摘要:无论是在面试的时候,还是需要进一步了解Hive背后的理论知识和工作原理,第一步都需要了解Explain字段,它能详细的表示出相应的SQL语句与对应的MapReduce任务。
我们都知道,Hive的SQL语言是一门声明式的语言,客户端在提交声明式查询后,Hive会将HQL转换成MapReduce任务,Explain使我们更详细了解底层一些实现细节,会让人们更高效的使用Hive。
用法
EXPLAIN [EXTENDED|DEPENDENCY|AUTHORIZATION] query
Explain 会将HiveSQL转换成Stage的序列,主要有三部分组成:
- 抽象语法树(需要加上EXTENDED关键字才会显示)
- 执行计划不同Stage之间的依赖关系
- Stage描述:对应的操作算子和对应的数据
例子
下面我们通过一个例子来仔细看看Explain到底做了什么:
hive> explain extended select sum(last_sat_date) from app.dim_week_date group bydt limit 1;
# 解析语法树
OK
ABSTRACT SYNTAX TREE:
TOK_QUERY
TOK_FROM
TOK_TABREF
TOK_TABNAME #查询的表名
app
dim_week_date
TOK_INSERT #查询的结果会在客户端展示,但在展示之前,会将结果存在一个临时文件中
TOK_DESTINATION
TOK_DIR
TOK_TMP_FILE
TOK_SELECT
TOK_SELEXPR
TOK_FUNCTION
SUM
TOK_TABLE_OR_COL
last_sat_date
TOK_GROUPBY
TOK_TABLE_OR_COL
dt
TOK_LIMIT
1
# 执行计划中不同环节之间的依赖关系依赖关系
STAGE DEPENDENCIES:
Stage-1 is a root stage #Stage-1是根环节
Stage-0 depends on stages: Stage-1 #Stage-0依赖Stage-0
#
STAGE PLANS:
Stage: Stage-1
Map Reduce
Map Operator Tree:
TableScan #要查询的表
alias: dim_week_date
Statistics: Num rows: 4 Data size: 418 Basic stats: COMPLETE Column stats: NONE
Select Operator #select算子操作
expressions: dt (type: string), last_sat_date (type: string) #Select对应的数据类型
outputColumnNames: dt, last_sat_date
Statistics: Num rows: 4 Data size: 418 Basic stats: COMPLETE Column stats: NONE
Group By Operator #Group By 算子,会应用到sum
aggregations: sum(last_sat_date) #聚合函数
keys: dt (type: string)
mode: hash
outputColumnNames: _col0, _col1 #输出的临时字段名
Statistics: Num rows: 4 Data size: 418 Basic stats: COMPLETE Column stats: NONE
Reduce Output Operator
key expressions: _col0 (type: string)
sort order: +
Map-reduce partition columns: _col0 (type: string)

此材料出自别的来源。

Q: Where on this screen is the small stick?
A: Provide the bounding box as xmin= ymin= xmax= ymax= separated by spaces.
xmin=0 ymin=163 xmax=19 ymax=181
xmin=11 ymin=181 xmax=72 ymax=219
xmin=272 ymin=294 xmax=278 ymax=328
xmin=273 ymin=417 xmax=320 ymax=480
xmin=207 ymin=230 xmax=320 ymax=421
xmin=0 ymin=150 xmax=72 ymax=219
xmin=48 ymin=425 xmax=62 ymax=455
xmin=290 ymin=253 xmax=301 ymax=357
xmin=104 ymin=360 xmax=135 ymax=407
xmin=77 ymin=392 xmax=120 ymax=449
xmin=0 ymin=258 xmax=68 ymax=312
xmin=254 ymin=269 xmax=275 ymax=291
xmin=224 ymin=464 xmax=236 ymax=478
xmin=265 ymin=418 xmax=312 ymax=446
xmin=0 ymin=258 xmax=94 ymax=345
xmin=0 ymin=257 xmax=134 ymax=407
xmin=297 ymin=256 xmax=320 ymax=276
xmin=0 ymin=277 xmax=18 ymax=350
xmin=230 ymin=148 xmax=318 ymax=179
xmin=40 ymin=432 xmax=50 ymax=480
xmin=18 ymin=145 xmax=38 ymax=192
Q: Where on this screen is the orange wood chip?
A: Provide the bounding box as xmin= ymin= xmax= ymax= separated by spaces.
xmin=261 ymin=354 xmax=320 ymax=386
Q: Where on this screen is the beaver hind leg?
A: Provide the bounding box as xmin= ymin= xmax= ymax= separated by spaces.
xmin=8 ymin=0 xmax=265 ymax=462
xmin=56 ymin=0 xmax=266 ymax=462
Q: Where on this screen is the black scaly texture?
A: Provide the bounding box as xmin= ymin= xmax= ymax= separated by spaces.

Statistics: Num rows: 4 Data size: 418 Basic stats: COMPLETE Column stats: NONE
value expressions: _col1 (type: double)
Reduce Operator Tree: #Reduce阶段
Group By Operator #Group By 算子
aggregations: sum(VALUE._col0)
keys: KEY._col0 (type: string)
mode: mergepartial
outputColumnNames: _col0, _col1
Statistics: Num rows: 2 Data size: 209 Basic stats: COMPLETE Column stats: NONE
Select Operator
expressions: _col1 (type: double)
outputColumnNames: _col0
Statistics: Num rows: 2 Data size: 209 Basic stats: COMPLETE Column stats: NONE
Limit
Number of rows: 1
Statistics: Num rows: 1 Data size: 104 Basic stats: COMPLETE Column stats: NONE
File Output Operator
compressed: false
Statistics: Num rows: 1 Data size: 104 Basic stats: COMPLETE Column stats: NONE
table:
input format: org.apache.hadoop.mapred.TextInputFormat
output format: org.apache.hadoop.hive.ql.io.HiveIgnoreKeyTextOutputFormat
serde: org.apache.hadoop.hive.serde2.lazy.LazySimpleSerDe
Stage: Stage-0
Fetch Operator
limit: 1
Processor Tree:
ListSink
Time taken: 1.101 seconds, Fetched: 55 row(s)
总结
利用Explain查看Hive执行任务过程并不总是有用的,但是当某个任务执行特别复杂或者执行效率特别低效时,可以利用Explain来查看调优过程对SQL执行底层的影响,这样可以对HiveSQL的调优起到一定的作用。